May 1 2012
Nicole Kurokawa Neily
The Founding Fathers originally conceived a government of limited power – one that would establish a framework for private citizens to operate without choosing winners or losers. Alas, it seems that Washington has lost sight of this last point (a few recent examples include an EPA official’s recent “crucify them” remarks on the oil and gas industry, green energy venture capital grants by the Department of Energy, and the National Labor Relations Board’s attempted intimidation of Boeing with regards to the location of a plant.)
Let’s add another agency that’s become more concerned with advancing an agenda than impartially arbitrating an industry: the Center for Disease Control.
To address society’s alcohol-related woes, the CDC has recommended against privatization of state-run liquor monopolies, such as Virginia’s ABC stores (the third revision of its opinion on this subject). The first time that the CDC’s Task Force reviewed privatization studies, they focused on whether or not privatization actually did any harm – namely, did alcohol-related harms increase after private sector operators were allowed to enter into the alcohol business? The Task Force found that: “consistent evidence that privatization of retail alcohol sales is associated with an increase in total alcohol consumption. However, there is insufficient evidence to determine the effects of privatization on excessive alcohol consumption and related harms, because there are too few studies that directly evaluate these outcomes.”

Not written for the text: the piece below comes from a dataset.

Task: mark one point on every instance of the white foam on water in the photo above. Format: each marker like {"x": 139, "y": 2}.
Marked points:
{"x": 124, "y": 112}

So there’s not enough research in this area – and not all research unilaterally suggests that state control of liquor stores provides the best possible outcomes. So what’s a nanny state government to do? Why, selectively discount those inconvenient studies that don’t advance the correct storyline, of course!
It’s unsurprising, on some level, that this has taken so long – after all, with the federal government’s takeover of health care, it actually IS the government’s business what people consume, how much they exercise, and any other decision that may influence their health outcomes. At the end of the day, the government (with your tax dollars!) will arbitrate health decisions – so it’s in their interest to be overly cautious. However, just because a decision is logical doesn’t make it right – and the CDC’s manipulation of studies on this topic to advance an agenda is wholly inappropriate.
Unless alcohol is actually causing harm, the Center for Disease Control should have no opinion. Expressing an opinion on any aspect of consumption that is not causing harm is a political statement.